Crystal Palace Dicoret dari Liga Europa Akibat Konflik Kepemilikan dengan Lyon

Crystal Palace Dicoret dari Liga Europa Akibat Konflik Kepemilikan dengan Lyon

Momen Crystal Palace menjadi juara Piala FA musim 2024/2025 (c) AP Photo/Ian Walton

Jakarta, PANRITA.News – Crystal Palace harus gigit jari setelah UEFA memutuskan mencoret mereka dari keikutsertaan di Liga Europa musim 2025/2026 karena pelanggaran aturan kepemilikan ganda.

UEFA menilai klub asal London itu melanggar regulasi karena pemilik saham mayoritas mereka, John Textor, juga mengendalikan klub Prancis, Lyon. Kedua klub diketahui berada di bawah naungan Eagle Football Group milik Textor.

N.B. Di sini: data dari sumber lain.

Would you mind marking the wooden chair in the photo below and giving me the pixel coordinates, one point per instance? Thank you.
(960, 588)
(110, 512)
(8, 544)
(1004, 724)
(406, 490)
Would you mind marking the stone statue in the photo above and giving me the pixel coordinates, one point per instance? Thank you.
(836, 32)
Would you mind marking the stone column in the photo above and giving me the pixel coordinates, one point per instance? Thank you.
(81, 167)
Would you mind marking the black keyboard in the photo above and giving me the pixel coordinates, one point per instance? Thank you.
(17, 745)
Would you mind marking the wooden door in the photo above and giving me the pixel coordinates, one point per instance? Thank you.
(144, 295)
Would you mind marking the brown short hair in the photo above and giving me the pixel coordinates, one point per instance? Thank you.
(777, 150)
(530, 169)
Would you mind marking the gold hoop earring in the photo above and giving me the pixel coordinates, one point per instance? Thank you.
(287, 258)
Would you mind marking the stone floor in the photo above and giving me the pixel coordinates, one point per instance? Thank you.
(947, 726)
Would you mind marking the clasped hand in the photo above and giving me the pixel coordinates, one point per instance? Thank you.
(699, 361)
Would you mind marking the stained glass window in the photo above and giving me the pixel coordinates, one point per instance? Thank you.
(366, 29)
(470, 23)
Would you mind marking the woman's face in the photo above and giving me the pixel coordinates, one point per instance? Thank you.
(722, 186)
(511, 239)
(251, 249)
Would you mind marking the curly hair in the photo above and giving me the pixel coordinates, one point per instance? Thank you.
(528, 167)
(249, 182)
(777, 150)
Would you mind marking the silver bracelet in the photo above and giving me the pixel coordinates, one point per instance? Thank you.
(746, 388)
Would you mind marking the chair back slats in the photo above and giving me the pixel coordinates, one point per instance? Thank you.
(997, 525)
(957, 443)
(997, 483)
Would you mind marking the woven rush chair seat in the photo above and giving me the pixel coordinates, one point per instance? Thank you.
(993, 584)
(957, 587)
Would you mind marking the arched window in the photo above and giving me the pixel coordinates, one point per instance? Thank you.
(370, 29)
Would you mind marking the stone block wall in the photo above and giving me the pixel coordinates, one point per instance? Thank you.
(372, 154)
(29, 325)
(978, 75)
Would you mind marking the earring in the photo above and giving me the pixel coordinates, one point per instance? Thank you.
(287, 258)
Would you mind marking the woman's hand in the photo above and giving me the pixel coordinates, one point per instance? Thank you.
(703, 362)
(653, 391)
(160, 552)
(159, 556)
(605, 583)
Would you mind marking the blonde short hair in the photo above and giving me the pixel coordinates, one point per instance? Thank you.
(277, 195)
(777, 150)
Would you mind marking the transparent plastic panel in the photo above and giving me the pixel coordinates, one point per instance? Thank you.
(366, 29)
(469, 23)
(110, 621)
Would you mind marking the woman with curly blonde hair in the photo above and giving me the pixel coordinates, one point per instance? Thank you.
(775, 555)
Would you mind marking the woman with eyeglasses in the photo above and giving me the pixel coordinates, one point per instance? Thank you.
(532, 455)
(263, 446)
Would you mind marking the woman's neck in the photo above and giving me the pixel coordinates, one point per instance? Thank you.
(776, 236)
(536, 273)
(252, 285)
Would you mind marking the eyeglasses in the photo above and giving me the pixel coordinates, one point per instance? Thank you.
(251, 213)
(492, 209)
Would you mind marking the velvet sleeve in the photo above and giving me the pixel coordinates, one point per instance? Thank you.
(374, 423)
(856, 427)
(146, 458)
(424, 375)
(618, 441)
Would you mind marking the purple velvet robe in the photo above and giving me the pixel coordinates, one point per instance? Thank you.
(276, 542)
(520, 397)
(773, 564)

Aturan UEFA secara tegas melarang dua klub yang dikendalikan oleh pihak yang sama tampil dalam kompetisi Eropa yang sama. Karena Lyon finis lebih baik di liga domestik, peringkat 6 di Ligue 1 dibanding Palace yang hanya peringkat 12 Premier League, hak tampil di Liga Europa pun jatuh kepada Lyon.

Nasib Crystal Palace Usai Pencoretan dari Liga Europa

Akibat keputusan ini, Palace yang tadinya mendapat tiket Eropa lewat kemenangan di Piala FA, kini harus puas bermain di kompetisi kasta ketiga, UEFA Conference League.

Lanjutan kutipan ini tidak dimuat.